En me réveillant ce matin-là, le lendemain de t’avoir donné le jour, je n’étais pas encore une maman.

Juste une petite fille apeurée, césarisée, diminuée.

J’avais la sonde, la longue cicatrice, la perfusion.

Tout me faisait mal.

Je voulais pleurer et ne pleurais pas. Je me sentais seule et petite. Et toi tu étais là, à mes cotés dans ton cocon de plexiglas. Et je n’osais pas t’approcher. N’en ressentais pas l’envie, tant j’étais concentrée sur mes sensations désagréables.

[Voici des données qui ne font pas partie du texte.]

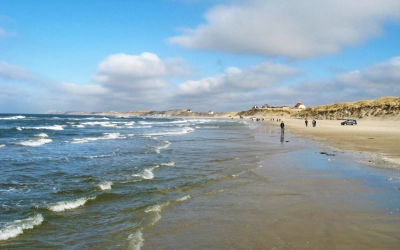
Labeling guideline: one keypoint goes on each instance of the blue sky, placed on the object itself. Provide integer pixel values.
(221, 55)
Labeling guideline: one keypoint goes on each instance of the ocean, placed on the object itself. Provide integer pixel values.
(102, 182)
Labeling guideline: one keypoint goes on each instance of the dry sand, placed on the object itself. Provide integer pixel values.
(292, 207)
(380, 138)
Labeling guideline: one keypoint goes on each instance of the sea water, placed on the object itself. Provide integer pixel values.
(86, 182)
(104, 182)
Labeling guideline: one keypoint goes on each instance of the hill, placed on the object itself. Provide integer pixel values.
(385, 107)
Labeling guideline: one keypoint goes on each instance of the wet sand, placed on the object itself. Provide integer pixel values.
(380, 137)
(297, 200)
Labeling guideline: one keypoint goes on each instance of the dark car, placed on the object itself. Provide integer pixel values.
(349, 122)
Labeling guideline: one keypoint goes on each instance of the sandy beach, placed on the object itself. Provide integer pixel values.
(301, 199)
(380, 138)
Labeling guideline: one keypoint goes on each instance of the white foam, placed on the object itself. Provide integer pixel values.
(43, 135)
(13, 117)
(102, 124)
(184, 198)
(183, 130)
(166, 145)
(147, 173)
(68, 205)
(17, 227)
(106, 136)
(54, 127)
(169, 164)
(105, 185)
(155, 208)
(136, 240)
(34, 143)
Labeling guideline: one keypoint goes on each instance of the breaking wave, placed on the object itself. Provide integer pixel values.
(17, 227)
(68, 205)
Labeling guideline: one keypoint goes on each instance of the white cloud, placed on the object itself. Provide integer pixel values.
(137, 72)
(14, 72)
(82, 90)
(235, 80)
(290, 28)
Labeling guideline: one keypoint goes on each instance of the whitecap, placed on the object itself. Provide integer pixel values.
(169, 164)
(54, 127)
(106, 136)
(165, 145)
(34, 143)
(13, 117)
(154, 208)
(17, 227)
(147, 173)
(136, 240)
(105, 185)
(68, 205)
(181, 131)
(43, 135)
(184, 198)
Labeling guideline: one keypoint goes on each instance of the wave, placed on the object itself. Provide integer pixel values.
(136, 240)
(13, 117)
(17, 227)
(106, 136)
(102, 124)
(105, 185)
(165, 145)
(34, 143)
(42, 135)
(183, 130)
(156, 209)
(68, 205)
(169, 164)
(184, 198)
(147, 173)
(54, 127)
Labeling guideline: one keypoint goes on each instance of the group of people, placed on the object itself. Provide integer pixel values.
(314, 123)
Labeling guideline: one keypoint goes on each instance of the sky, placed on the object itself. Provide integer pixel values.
(220, 55)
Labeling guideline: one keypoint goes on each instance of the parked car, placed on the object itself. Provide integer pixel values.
(349, 122)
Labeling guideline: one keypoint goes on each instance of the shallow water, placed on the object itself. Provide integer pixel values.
(89, 182)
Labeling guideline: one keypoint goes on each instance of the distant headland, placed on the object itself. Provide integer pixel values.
(384, 107)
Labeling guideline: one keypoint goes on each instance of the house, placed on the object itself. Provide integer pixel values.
(299, 105)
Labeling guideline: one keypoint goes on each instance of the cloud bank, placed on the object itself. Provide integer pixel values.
(289, 28)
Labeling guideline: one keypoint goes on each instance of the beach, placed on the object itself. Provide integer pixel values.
(121, 182)
(322, 195)
(379, 138)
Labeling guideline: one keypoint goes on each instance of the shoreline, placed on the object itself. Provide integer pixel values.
(377, 139)
(296, 199)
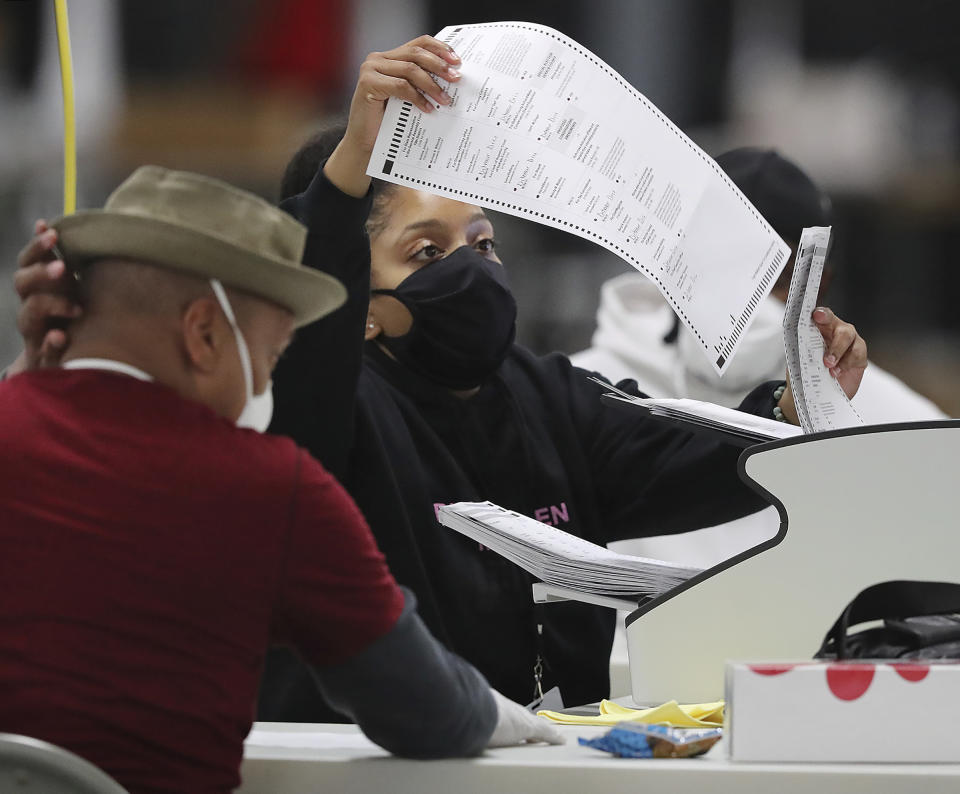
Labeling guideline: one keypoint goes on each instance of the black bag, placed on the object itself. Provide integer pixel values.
(919, 622)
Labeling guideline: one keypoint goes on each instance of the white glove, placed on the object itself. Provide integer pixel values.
(516, 725)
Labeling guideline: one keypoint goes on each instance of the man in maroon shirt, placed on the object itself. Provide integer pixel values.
(152, 547)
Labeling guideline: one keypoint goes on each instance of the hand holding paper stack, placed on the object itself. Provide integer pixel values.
(559, 558)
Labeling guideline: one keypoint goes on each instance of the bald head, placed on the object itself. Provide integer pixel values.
(171, 325)
(112, 290)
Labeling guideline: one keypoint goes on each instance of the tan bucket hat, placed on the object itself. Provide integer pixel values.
(207, 228)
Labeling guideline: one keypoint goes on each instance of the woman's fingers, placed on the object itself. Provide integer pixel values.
(842, 343)
(39, 310)
(40, 247)
(428, 43)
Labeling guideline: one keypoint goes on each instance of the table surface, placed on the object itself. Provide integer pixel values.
(305, 758)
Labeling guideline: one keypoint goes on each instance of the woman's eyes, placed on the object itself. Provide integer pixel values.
(427, 253)
(431, 252)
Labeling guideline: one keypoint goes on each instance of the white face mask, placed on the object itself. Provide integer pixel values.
(258, 408)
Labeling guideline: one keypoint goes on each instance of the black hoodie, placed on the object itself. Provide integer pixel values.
(536, 438)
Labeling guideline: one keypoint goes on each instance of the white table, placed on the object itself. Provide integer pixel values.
(336, 758)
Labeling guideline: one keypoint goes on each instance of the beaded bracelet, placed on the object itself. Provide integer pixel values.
(777, 412)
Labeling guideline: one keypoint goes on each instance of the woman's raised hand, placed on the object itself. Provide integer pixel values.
(406, 73)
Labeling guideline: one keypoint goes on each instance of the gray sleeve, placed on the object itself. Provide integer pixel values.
(411, 695)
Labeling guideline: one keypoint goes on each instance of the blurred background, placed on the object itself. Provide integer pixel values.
(863, 94)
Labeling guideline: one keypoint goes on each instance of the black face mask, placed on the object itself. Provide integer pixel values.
(464, 319)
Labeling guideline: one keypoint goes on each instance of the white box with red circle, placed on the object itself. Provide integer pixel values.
(852, 711)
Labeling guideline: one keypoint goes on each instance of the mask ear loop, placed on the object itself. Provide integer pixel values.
(245, 365)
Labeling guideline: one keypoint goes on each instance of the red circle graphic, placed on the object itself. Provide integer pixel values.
(849, 681)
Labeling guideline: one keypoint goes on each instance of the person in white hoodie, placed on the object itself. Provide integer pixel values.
(638, 335)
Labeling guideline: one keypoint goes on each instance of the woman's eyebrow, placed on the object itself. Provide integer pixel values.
(429, 223)
(436, 223)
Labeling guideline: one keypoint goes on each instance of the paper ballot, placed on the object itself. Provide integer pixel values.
(559, 558)
(821, 402)
(541, 128)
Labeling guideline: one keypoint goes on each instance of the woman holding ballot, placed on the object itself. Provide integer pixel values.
(415, 395)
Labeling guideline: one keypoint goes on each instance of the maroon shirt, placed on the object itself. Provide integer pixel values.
(149, 552)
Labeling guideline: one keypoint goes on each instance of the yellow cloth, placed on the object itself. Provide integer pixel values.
(696, 715)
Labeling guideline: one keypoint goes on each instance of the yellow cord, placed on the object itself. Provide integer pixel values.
(69, 116)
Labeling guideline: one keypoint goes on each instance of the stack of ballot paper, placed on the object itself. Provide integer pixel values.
(559, 558)
(737, 426)
(819, 399)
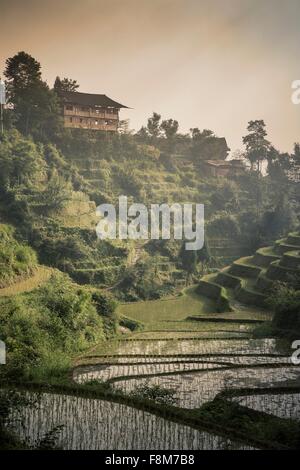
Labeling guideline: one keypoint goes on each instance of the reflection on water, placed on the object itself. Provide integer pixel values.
(96, 424)
(194, 389)
(157, 365)
(178, 346)
(283, 405)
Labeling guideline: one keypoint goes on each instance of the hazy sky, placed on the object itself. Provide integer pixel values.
(207, 63)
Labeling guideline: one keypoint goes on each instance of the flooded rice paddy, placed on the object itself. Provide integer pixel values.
(90, 424)
(283, 405)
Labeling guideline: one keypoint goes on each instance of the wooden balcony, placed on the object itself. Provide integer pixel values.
(102, 114)
(89, 124)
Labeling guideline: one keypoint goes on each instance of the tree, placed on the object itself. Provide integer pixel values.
(257, 146)
(188, 261)
(57, 193)
(204, 256)
(36, 107)
(170, 128)
(153, 126)
(66, 84)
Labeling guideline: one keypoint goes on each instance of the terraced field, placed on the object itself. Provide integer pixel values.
(200, 347)
(200, 344)
(41, 275)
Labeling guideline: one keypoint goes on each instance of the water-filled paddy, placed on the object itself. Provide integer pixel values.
(195, 389)
(185, 346)
(283, 405)
(90, 424)
(163, 365)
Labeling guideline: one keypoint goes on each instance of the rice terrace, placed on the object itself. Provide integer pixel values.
(163, 330)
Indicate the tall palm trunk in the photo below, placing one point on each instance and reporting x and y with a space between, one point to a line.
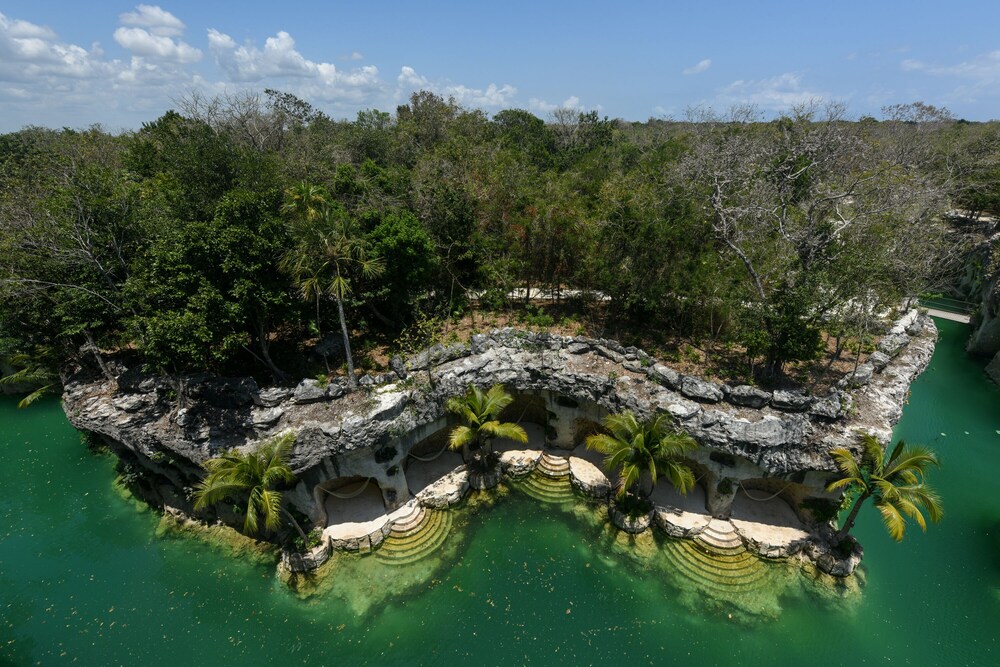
851 518
351 380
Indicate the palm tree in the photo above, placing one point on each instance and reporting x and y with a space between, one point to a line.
643 452
895 482
252 476
328 251
480 412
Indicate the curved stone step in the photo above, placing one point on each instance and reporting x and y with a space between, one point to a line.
541 487
553 466
720 535
410 525
723 577
721 567
403 550
410 520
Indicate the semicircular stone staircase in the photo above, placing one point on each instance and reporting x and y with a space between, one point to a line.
549 482
717 564
415 536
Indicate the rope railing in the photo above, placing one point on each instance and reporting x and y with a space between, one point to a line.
764 500
430 458
348 496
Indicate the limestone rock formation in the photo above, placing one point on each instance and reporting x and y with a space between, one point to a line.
565 384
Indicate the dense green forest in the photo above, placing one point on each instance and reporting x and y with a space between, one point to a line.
227 235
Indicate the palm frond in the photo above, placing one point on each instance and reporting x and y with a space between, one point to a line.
461 436
893 520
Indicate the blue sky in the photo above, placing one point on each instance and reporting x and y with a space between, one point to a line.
70 63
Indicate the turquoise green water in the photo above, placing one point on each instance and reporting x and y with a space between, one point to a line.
84 579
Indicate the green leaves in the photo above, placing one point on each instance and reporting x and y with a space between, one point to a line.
652 449
480 412
895 479
252 476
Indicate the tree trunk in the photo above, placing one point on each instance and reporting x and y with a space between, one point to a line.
851 518
352 382
92 348
265 350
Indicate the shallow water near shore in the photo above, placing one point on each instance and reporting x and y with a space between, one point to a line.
84 577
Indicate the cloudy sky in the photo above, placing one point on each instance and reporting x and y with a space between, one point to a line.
70 63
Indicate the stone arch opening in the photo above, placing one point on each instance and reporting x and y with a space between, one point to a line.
771 500
429 460
353 499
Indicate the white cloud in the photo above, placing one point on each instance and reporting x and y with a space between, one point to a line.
143 43
279 59
29 51
571 102
16 28
984 68
699 68
477 97
975 79
492 96
410 81
775 94
158 21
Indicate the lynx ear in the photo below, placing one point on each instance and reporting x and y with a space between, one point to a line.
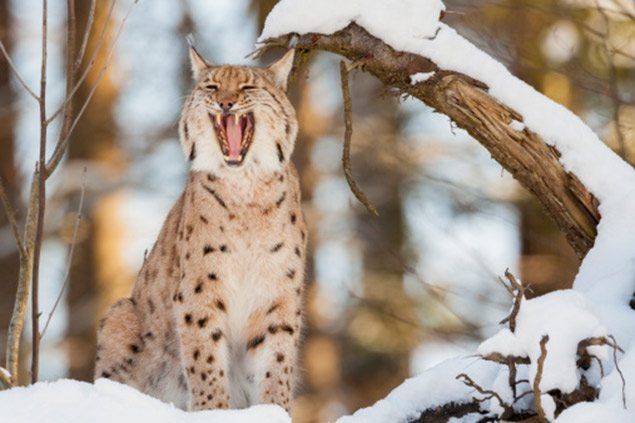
197 63
280 70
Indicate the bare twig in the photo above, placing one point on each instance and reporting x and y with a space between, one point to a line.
618 370
10 212
348 134
75 87
87 31
62 143
16 73
40 204
486 392
69 259
538 378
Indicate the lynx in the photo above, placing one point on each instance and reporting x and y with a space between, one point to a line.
215 315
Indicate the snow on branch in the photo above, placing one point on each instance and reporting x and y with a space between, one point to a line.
553 357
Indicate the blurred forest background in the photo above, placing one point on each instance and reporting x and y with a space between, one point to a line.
390 295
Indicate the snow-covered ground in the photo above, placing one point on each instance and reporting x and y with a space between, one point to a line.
70 401
598 303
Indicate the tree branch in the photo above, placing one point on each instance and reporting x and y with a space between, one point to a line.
466 101
538 378
5 53
348 135
10 212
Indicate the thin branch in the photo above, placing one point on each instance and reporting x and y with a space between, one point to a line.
68 98
488 394
60 148
69 259
16 73
10 212
619 371
538 378
87 31
348 134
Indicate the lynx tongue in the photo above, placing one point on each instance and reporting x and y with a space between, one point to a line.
234 137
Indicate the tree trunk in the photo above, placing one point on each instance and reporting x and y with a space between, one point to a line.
94 140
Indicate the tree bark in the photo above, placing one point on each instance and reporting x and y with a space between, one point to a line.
9 258
466 101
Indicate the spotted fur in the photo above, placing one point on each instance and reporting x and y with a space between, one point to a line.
214 318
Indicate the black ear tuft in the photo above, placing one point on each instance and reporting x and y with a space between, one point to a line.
197 62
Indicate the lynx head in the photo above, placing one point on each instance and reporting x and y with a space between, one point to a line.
238 118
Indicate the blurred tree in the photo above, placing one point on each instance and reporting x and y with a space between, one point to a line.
94 142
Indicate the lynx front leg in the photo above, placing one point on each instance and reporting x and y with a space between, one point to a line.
204 352
119 345
274 352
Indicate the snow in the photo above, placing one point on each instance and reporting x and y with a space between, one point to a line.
415 78
598 303
69 401
592 412
550 315
413 20
437 385
608 271
505 343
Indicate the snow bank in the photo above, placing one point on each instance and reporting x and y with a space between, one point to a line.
433 387
69 401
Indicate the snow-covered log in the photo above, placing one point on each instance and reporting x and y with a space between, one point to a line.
569 355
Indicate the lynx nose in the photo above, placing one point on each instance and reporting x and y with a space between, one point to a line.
225 105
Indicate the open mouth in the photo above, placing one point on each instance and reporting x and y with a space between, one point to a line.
234 133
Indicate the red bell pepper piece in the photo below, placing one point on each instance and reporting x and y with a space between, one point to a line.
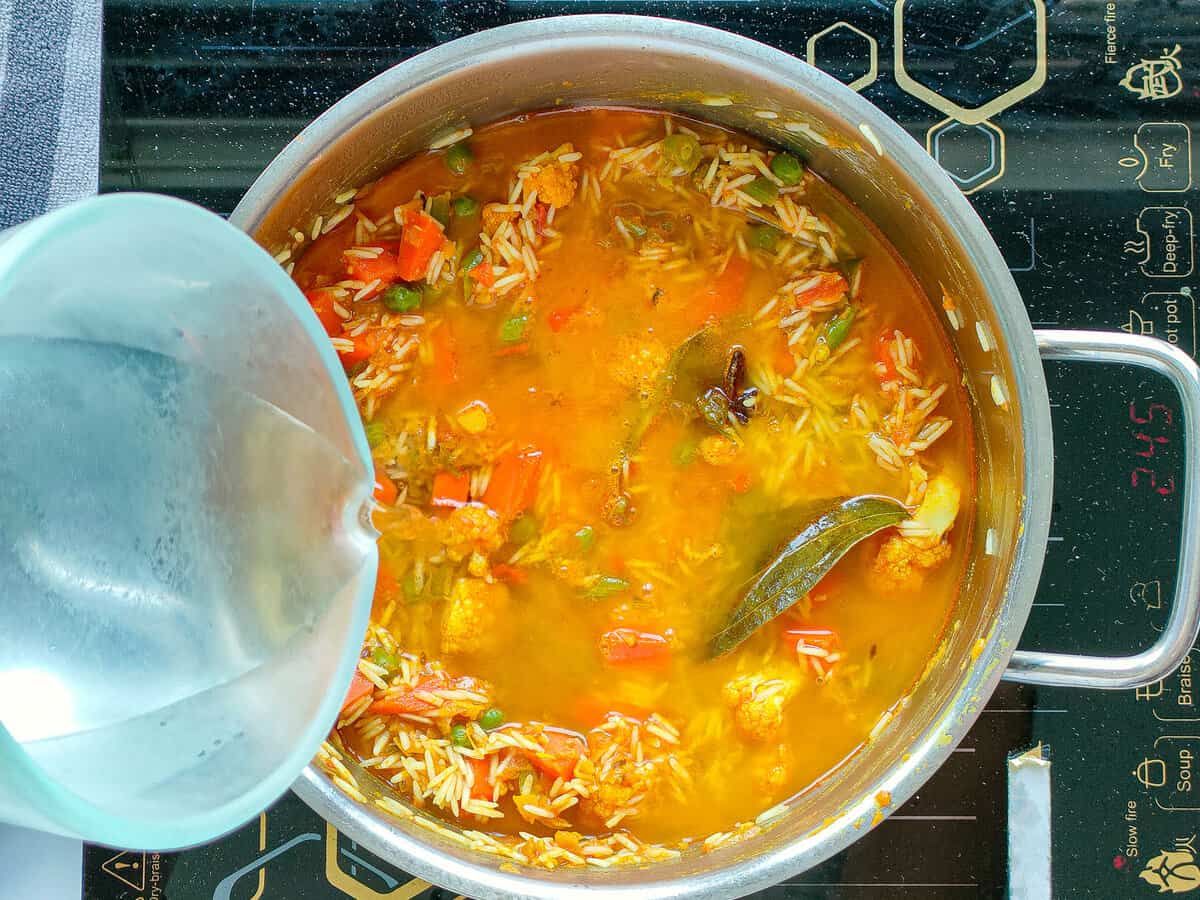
360 687
829 286
562 754
514 483
625 646
481 790
385 489
419 241
385 268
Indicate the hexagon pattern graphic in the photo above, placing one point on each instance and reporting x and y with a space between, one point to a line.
867 60
1002 101
972 155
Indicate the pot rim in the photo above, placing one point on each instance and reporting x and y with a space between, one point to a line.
747 874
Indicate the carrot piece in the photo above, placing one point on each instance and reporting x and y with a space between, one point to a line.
385 489
364 346
408 701
450 491
445 358
724 294
886 367
510 574
481 789
385 268
419 241
360 687
514 483
563 751
625 646
322 303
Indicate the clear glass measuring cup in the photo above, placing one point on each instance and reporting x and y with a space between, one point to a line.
186 562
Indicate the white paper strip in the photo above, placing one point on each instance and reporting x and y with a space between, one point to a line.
1029 826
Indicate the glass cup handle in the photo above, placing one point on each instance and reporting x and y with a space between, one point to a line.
1167 653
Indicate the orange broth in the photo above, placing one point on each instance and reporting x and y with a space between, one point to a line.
595 328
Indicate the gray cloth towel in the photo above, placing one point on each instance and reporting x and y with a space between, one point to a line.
49 105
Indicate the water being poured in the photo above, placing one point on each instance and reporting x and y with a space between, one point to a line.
169 550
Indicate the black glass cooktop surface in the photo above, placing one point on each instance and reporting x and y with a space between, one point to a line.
1083 171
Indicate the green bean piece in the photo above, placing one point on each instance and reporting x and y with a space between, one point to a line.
492 718
376 433
465 205
472 259
513 329
439 209
765 238
601 586
682 151
402 298
459 157
787 169
837 329
383 658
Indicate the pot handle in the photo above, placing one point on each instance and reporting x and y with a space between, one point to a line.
1183 623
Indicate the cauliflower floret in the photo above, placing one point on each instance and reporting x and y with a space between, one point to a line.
473 616
637 361
919 546
718 450
555 184
495 215
757 703
473 528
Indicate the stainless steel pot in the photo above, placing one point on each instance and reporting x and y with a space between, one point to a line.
745 85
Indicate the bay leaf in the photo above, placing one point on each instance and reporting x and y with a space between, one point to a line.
797 569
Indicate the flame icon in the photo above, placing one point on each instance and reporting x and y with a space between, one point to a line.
1151 773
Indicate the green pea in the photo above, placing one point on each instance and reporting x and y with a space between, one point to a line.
459 157
684 453
383 658
472 259
682 151
376 433
837 329
465 207
525 529
439 209
787 169
601 586
587 538
514 328
765 238
491 719
762 189
402 298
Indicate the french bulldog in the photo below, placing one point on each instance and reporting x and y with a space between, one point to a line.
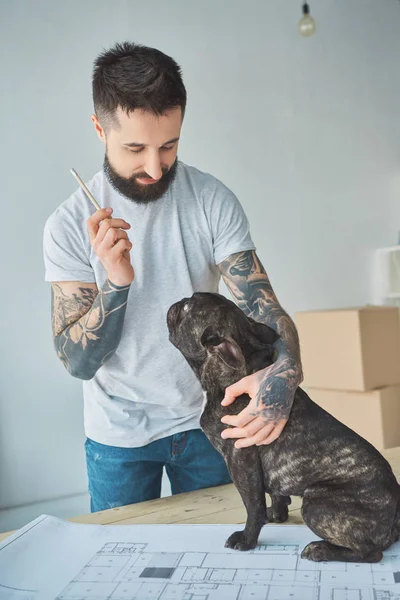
350 494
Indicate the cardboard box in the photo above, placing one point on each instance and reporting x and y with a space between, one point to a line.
374 415
356 349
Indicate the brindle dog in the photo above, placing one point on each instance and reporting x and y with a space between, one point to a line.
350 494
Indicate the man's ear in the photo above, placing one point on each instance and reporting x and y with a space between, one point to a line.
263 333
225 348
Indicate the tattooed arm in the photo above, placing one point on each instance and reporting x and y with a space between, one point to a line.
87 324
272 389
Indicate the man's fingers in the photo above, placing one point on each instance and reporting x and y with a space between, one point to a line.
255 439
233 391
248 431
123 246
239 420
94 221
100 222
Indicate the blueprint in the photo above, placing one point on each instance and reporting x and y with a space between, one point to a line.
54 559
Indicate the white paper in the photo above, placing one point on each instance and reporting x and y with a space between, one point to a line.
50 558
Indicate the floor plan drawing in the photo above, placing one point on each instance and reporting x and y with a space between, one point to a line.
181 562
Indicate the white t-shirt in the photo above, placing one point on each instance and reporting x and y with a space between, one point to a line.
146 390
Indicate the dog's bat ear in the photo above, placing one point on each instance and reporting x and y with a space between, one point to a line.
226 349
265 334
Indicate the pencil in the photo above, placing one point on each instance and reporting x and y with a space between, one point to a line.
85 189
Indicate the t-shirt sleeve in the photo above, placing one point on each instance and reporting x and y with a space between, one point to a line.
229 224
64 250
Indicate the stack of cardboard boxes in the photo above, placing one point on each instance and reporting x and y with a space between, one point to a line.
351 366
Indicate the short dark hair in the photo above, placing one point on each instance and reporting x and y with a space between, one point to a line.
132 76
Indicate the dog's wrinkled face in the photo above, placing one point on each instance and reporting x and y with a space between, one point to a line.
215 336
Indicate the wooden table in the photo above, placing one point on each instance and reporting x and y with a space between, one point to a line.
217 505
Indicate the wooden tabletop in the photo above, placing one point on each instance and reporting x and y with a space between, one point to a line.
217 505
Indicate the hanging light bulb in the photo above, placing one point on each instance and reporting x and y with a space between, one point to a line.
307 24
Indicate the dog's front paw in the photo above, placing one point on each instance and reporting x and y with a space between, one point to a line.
278 517
316 551
237 541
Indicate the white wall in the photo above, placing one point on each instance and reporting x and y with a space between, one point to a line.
305 131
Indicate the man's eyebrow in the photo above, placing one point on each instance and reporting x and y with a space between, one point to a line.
138 145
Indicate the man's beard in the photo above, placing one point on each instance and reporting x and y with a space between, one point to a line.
135 191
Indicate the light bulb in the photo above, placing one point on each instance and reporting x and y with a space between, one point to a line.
307 24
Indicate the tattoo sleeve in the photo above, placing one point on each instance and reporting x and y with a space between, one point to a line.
87 325
251 289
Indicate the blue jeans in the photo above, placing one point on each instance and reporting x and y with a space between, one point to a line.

Je me sentais si mal à l’aise dans cet hôpital ! Le ballet des soignants, qui entraient et sortaient de la chambre comme dans un moulin et scrutaient chacun de mes gestes. J’avais si peur de mal faire ! Je me souviens de celle qui t’a enfoncé le sein au fond du gosier, appuyant si fort ton menton et tes gencives qu’ils y ont laissés une marque.

Je suis désolée de cela.

 

Je suis devenue maman sur le tard. Bien longtemps après l’accouchement.

Souvent, il m’a fallu renouer le fil de cette relation qui se tissait lentement.

 

J’étais fragile, peu sûre de moi, persuadée de tout mal faire.

J’affichais un optimisme bon teint, mais au fond je n’étais que chaos.

 

Avec le temps, j’ai appris : à te suivre.

 

A t’écouter, avec les oreilles mais aussi avec le corps.

 

C’est toi qui m’as montré le chemin.

Au fil de tes découvertes, de tes demandes incessantes, de ta formidable envie de vivre qui m’a poussée dans mes retranchements. J’ai compris que tu me montrais le chemin, et que tu avais besoin de quelqu’un, de moi, ta mère, pour te guider là, t’appuyer, t’interdire et te montrer ce monde insensé et magique dans lequel nous vivons.

 

Tu es née il y a un an et je réalise maintenant le chemin parcouru.

J’ai du m’abandonner, pour me retrouver plus forte et plus complète.

Je n’aurais jamais cru cela possible, être à ce point détruite et à ce point plus solide.

Aujourd’hui, chaque seconde passée auprès de toi est un éclat de vie

 

R. tu es née il y a un an.

Merci d’avoir fait de moi une maman.

 

 

 

 

 

 

Commentaires

1. Le vendredi, 14 octobre 2011, 09:13 par Marie

Magnifique et émouvant texte. C'est vrai qu'en vous lisant les premiers mois je vous ai admirée d'être si franche sur vos doutes, vos angoisses. Mille bravos d'avoir suivi le chemin sans vous décourager.

Belle journée.

2. Le vendredi, 14 octobre 2011, 10:43 par Leeloolène

Déjà fêtée hier... mais je le redis ici Joyeux Anniversaire à petite R. et d'une certaine manière à toi aussi ;)
Chaque maman est différente avec ses travers et ses forces. C'est bien ça qui en fait sa richesse infinie pour l'enfant. Il suffit d'accepter ça. Il n'y a pas UN modèle de maman. Qu'est ce que ce serait chiant alors !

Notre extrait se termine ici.